Daniel Siemaszko

Klystron modulator technology challenges for the Compact Linear Collider (CLIC)

This paper presents the research and development challenges foreseen for the klystron modulators design for a new accelerator complex, the Compact Linear Collider (CLIC). This huge electron-positron accelerator needs roughly 300MW of average power for feeding the 1638 required klystron modulators. The main challenges for designing theses new pulsed klystron modulators are described. Considering the state of the art in several domain such as converters topologies, voltage measurements precision, pulse-to-pulse reproducibility, AC power quality issues, efficiency maximization, accelerator reliability & availability, this paper illustrates the most challenging future developments directions and the need for an international and coordinated R&D program.

Implementation and experimental set-up of a Modular Multilevel Converter in a Multi Terminal DC/AC transmission network

In this paper the realization of a Multi Terminal DC pilot is presented. For the interaction with the medium voltage AC grid, a Modular Multilevel Converter has been designed for its features in low harmonic content, scalability, and flexibility. The Energy buffering of the converter will allow the converter to sustain either AC or DC grids. The operation of the converter is simulated together with the first experimental results of the implementation.

Design of a modular resonant converter for 25kV-8A DC power supply of RF cavities

This paper describes the design of an LCC resonant tank that is to be used in a 300kW modular power converter for an application in particle accelerators. The aim of the power supply is to provide a so-called RF cavity with 25kV DC and a current up to 8A. Modular approach is chosen for redundancy and availability. Each module is composed of a resonant tank with a step-up Medium Frequency Transformer with its secondary windings put is series. Full gain is ensured in the full operation frequency range considering component value inaccuracies and ageing of capacitors. The paper focusses on the design of the resonant tank and its implementation in a 100kW power module prototype.

Double frame control and power compensation for power converters connected to weak networks with disturbances

CERN is studying the implementation of high power active front ends, implying the operation of a voltage source inverters connected to a grid that can be considered as weak when compared to the converter nominal power. Proper synchronisation is a key point for current control stability. The handling of networks with asymmetric disturbances implies the accurate handling of the second harmonic component appearing under unbalanced networks by the proper decoupling of the positive and negative sequence of the network voltages and currents. The use of a double frame controller allow the full control of phase current symmetry or the compensation instantaneous active power oscillation.

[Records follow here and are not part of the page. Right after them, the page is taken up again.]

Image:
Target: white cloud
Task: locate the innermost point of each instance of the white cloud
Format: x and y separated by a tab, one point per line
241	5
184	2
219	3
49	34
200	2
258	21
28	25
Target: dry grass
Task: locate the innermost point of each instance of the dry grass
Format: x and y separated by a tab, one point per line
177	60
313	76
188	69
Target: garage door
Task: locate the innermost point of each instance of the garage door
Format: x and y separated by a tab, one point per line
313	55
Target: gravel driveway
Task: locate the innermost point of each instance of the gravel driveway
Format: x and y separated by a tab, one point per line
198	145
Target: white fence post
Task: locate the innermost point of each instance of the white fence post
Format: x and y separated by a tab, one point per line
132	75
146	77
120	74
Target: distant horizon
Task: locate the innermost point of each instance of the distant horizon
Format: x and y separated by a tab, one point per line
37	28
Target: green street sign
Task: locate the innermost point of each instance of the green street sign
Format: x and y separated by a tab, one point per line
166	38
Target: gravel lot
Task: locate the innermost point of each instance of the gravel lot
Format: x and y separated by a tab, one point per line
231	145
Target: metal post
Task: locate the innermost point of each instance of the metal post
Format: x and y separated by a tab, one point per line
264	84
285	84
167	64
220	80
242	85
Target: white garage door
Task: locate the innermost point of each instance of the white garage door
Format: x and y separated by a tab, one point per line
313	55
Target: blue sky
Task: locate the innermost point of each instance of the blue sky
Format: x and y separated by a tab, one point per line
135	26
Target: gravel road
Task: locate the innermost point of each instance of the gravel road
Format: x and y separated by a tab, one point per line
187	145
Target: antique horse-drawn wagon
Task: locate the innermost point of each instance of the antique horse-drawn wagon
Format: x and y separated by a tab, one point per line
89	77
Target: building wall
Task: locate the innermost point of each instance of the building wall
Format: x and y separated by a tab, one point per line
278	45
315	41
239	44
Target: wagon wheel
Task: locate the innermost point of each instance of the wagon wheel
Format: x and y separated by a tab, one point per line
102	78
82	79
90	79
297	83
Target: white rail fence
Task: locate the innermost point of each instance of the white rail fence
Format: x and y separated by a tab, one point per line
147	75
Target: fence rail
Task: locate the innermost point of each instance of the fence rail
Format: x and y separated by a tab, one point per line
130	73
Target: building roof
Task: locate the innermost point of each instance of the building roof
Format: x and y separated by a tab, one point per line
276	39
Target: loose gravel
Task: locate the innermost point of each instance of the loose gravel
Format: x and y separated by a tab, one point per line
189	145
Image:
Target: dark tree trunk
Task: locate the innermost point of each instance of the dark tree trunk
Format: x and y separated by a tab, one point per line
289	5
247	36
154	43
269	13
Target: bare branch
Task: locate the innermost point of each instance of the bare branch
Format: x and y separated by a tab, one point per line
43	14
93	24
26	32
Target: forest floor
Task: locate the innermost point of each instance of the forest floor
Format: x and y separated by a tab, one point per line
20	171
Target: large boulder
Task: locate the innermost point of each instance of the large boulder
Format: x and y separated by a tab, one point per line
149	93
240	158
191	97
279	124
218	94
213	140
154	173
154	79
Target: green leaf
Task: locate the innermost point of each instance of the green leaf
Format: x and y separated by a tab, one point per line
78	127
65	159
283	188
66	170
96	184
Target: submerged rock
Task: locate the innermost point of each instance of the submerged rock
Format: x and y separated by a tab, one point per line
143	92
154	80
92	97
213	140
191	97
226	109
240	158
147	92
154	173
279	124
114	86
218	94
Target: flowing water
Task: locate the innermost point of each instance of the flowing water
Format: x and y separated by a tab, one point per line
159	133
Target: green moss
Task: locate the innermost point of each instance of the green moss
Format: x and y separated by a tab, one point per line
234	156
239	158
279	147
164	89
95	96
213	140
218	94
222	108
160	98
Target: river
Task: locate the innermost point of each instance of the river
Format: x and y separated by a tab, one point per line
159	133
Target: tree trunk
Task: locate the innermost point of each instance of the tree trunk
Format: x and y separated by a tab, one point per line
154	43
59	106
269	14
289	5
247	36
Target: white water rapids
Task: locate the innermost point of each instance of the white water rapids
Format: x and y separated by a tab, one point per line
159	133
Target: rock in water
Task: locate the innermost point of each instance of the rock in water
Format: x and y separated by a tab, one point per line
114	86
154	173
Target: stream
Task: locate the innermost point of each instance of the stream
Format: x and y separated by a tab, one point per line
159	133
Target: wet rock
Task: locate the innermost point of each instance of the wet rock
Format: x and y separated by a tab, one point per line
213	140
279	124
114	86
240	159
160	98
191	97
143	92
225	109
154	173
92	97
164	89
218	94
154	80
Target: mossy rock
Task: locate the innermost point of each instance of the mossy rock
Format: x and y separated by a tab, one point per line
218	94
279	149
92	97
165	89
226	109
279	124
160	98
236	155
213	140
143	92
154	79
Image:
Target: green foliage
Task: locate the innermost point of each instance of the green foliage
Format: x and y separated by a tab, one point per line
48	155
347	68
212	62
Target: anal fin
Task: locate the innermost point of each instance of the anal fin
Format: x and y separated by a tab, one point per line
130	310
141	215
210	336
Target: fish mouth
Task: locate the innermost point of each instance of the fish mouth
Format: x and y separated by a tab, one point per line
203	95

Impact of Modularity and Redundancy in Optimising the Reliability of Power Systems that Include a Large Number of Power Converters

Abstract CERN is working on a new particle accelerator that will require a very large number of power converters. In that view, the reliability of the whole powering will be a major issue. The use of a redundancy and modularity may help increasing the overall machine availability. However, the reliability of the redundancy system must be high enough to add a significant improvement when compared to simple module systems. This paper suggests a comparative study of several modular and redundant configurations for optimising power converters reliability and draws some conclusion from what has been achieved in the LHC previous experience.

Design and implementation of a multi-dsp based digital control system architecture for modular multilevel converters

This paper presents the design and implementation of a digital control system for modular multilevel converters, based on digital signal processors. To achieve higher system control reliability and multi-functionality, the proposed architecture has been built with an effective split of the control tasks involved between a master controller and six slave controllers, one for each of the six arms of the converter. The master controller handles energy flow within the converter and user communication using Ethernet and universal serial bus. Each slave controller handles capacitors voltages balancing within the arm. Intercommunication between the different boards is achieved mainly through optical fiber and inter-integrated circuit bus. Experiments have been carried out to verify the effectiveness of this architecture.

Modular resonant converter for 25kV-8A power supply: Design, implementation and real time simulation

This paper describes the design of a 300kW modular resonant power converter for an application in particle accelerators. The aim of the power supply is to provide a so-called RF cavity with 25kV DC voltage and a current up to 8A. Modular approach is chosen for redundancy and availability. Each module is composed of a resonant tank with a step-up MF transformer with its secondary windings put is series for reaching higher voltages. Full gain is ensured in the full operation frequency range considering component value inaccuracies and ageing of capacitors. The design of the resonant tank is detailed with its dimensioning and integration issues. Hardware in the loop validation of two control methods is done on one 100kW module to prepare experimental validation of a single module before implementing the full system.